Distribution théorique de la pilosité chez la femme et l'homme. Seuls les poils terminaux sont représentés : le duvet, plus fin, recouvre la quasi totalité du corps. Cette représentation diffère grandement selon les groupes ethniques et la génétique.
Schéma d'un follicule pileux.

La pilosité humaine axillaire ou pubienne est plus ou moins abondante chez tous les humains au sein même d'une population, mais la présence de poils au niveau des aisselles et des organes génitaux est constante. Dans l'espèce humaine il y a de manière invariable le même nombre ainsi que le même emplacement de follicules pileux et de poils qui en résultent. Les seules différences que l'on peut constater chez l'Homme proviennent de l'influence des hormones androgènes ( testostérone essentiellement) sur les follicules pileux donnant lieu à des variations de type de poil. Ces influences dépendent de la sensibilité physiologique des récepteurs aux androgènes et du taux de production de ceux-ci.

Influences

La revue Nature a publié en 1970 un article établissant [1] que la pousse de la barbe chez l'homme était sensiblement plus rapide pendant ses périodes d'activité sexuelle.

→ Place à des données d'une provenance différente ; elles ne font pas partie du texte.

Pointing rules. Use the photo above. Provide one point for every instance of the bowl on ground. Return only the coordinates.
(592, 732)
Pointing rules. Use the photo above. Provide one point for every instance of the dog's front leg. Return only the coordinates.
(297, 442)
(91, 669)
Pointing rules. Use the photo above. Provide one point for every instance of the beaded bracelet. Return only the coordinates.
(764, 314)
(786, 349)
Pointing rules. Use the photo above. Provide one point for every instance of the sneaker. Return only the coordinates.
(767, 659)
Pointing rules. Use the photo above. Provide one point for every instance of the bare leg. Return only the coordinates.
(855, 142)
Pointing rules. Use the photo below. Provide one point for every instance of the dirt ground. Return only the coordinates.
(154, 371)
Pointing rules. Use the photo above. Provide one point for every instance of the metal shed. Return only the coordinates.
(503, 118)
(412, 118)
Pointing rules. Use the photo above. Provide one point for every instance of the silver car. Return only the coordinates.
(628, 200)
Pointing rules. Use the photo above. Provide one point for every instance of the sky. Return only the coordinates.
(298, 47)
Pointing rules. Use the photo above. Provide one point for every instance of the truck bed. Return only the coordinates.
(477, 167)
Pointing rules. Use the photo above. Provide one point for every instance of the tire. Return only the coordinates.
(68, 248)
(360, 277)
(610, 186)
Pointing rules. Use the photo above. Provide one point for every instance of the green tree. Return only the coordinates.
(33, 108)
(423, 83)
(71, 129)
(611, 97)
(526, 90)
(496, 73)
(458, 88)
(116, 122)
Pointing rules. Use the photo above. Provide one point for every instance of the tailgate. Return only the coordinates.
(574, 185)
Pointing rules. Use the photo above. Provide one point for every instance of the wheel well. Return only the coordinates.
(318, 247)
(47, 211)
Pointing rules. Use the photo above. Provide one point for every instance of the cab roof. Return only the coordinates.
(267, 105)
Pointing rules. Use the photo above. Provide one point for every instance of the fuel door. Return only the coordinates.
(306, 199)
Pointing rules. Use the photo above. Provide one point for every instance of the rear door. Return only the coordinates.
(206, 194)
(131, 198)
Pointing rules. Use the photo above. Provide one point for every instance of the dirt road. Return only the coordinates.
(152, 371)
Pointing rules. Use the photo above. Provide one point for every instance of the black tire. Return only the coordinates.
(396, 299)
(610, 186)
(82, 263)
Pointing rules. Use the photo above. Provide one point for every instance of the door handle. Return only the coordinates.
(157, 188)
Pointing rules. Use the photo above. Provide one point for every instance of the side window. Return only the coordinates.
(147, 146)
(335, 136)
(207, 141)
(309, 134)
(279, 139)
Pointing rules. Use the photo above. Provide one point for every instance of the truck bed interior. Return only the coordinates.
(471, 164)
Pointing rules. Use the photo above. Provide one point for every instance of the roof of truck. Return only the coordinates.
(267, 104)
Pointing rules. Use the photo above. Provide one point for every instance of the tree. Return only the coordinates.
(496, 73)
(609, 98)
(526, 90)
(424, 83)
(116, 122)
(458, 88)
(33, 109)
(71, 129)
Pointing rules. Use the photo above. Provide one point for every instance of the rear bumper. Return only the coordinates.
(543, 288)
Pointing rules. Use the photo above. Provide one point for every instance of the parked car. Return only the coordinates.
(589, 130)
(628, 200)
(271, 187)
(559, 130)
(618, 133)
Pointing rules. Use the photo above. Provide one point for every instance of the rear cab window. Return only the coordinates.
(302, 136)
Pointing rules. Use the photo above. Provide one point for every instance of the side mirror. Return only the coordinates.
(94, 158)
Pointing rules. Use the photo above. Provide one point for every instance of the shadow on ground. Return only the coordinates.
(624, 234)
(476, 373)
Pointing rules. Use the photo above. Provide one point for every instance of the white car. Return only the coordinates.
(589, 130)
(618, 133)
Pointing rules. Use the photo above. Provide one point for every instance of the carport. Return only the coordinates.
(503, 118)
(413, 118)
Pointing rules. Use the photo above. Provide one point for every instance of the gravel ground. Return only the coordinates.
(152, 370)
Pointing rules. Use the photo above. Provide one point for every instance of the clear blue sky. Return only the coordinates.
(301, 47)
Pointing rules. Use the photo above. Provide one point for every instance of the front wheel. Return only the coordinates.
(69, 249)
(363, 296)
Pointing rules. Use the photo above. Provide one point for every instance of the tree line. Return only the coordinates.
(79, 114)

Le minoxidil, médicament qui devait au départ être testé comme hypotenseur, s'est révélé, lors des essais, favorable au développement des pilosités y compris sur des zones glabres. Il est, depuis, utilisé pour lutter contre la chute des cheveux, et même pour aider à leur repousse. Cependant les bénéfices du traitement (qui demande un contrôle médical) disparaissent progressivement à son arrêt.

Une légende urbaine veut que plus on coupe un poil, plus il repousse et durcit : le poil est un phanère mort, constitué de kératine, donc le couper n'a aucun impact sur son cycle. Par contre, l'arracher stimule son follicule et peut favoriser la pousse d'un poil plus puissant [2].